SimpleLookupTable doesn’t seem to support the extensions I require (or a method to get the table size), so I may have to implement something new. Is this a practical solution to (what must be a common?) problem? Or have I missed something obvious?

Thanks in advance,
Peter

You might want ot try the new “Dat intersect” component. It can give you the dimensional inserts, deletes and updates in different out streams in a single pass.

Think about updating dimensions as a full outer join problem:

current fullouter previous (on key)–>

port 0 → Records in current but not in previous – New
Port 1 → Records in both current and previous – update
port 2 → Records in previous but not in current – Deletes

I would slap each of the above streams into a file, and bulk load (really fast) them into the database. Assign surrogate keys and the rest from within the database.

This is one of the fastest ways of updating your dimensions, which I have used in past. I used Abinitio though, not clover.

Single inserts/updates/deletes via jdbc is very slow.

Hi Peter !

In reverse order :wink:

B) you can have it withing one graph. If you need to do it as a two steps, use phases. Edges which crosses a phase boundary is internally buffered, so you can keep sending records into it and they are buffered till next phases starts, at which point, the edge starts delivering the buffered records.

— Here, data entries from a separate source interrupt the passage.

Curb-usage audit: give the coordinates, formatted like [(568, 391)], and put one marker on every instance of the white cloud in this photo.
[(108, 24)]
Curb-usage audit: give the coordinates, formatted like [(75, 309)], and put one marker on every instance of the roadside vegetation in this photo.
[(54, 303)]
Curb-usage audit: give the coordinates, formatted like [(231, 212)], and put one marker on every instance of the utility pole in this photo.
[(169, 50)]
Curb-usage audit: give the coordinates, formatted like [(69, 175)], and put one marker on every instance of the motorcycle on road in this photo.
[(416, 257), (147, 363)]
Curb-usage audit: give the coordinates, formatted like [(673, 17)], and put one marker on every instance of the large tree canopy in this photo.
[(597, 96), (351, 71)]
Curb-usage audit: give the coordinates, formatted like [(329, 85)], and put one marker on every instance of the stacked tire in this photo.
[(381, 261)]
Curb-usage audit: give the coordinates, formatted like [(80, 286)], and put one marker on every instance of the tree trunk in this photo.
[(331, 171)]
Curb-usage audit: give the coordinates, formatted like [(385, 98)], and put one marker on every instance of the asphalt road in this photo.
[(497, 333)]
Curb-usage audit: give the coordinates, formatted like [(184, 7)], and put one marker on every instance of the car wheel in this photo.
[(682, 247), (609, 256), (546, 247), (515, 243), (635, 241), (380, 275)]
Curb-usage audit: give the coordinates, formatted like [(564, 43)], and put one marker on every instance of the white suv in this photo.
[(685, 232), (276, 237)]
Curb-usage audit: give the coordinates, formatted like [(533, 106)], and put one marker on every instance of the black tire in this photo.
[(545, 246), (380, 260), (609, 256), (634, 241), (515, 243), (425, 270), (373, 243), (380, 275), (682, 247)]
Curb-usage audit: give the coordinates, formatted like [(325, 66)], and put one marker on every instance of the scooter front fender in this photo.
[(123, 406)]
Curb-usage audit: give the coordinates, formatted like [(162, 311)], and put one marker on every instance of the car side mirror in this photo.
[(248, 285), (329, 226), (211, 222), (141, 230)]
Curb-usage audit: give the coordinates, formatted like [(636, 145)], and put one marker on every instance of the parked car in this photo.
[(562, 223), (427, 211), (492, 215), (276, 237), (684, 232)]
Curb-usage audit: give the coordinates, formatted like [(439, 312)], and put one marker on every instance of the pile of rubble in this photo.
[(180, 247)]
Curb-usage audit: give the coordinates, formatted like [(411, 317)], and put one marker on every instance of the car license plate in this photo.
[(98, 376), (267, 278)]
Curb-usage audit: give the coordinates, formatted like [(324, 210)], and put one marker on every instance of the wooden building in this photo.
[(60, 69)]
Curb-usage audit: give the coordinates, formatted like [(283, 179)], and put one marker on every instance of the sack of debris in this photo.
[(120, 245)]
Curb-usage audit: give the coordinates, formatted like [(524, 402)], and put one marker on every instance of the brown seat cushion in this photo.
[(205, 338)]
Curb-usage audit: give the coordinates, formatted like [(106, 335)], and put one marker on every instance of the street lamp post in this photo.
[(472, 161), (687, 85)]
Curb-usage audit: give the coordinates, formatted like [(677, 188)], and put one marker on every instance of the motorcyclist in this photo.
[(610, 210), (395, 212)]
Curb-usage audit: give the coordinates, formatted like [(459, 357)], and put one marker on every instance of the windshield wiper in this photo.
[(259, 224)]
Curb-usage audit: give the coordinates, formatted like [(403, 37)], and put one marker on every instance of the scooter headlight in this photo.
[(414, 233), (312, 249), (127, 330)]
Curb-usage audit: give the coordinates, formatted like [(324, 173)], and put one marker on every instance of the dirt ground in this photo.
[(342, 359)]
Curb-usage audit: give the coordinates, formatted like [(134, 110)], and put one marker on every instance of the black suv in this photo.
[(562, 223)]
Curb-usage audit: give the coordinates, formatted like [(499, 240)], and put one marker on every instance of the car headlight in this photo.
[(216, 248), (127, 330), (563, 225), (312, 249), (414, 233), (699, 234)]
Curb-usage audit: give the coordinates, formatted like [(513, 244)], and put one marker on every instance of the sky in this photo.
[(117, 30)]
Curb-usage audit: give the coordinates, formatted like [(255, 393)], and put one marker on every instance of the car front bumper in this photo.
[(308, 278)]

A) Any approach which secures that you generate unique artifitial (surrogate) keys for your dimension is ok. Sequence seems to me be less problematic than hash-table size. For one (as you mentioned), when records are removed, the size shrinks thus there is potential danger of having duplicate keys.
If you don’t want to access DB during processing, then store the value in some file from which you read it during transformation init() function. Then, within reformat function, for each new record increment it by one.

David.

Hi David,

reversing the order again!

A) Yes, that makes perfect sense.

B) Not sure how to do this. The REFORMAT component only seems to write the transformed records to the output record (from target[0]). As a side effect of the transformation I will also produce a list of new records that need to be added to the dimension.

Ideally, I’d like to be able to grab a reference to another output port for the REFORMAT Node and write the new records to that (so they can be processed as part of the next phase of the graph).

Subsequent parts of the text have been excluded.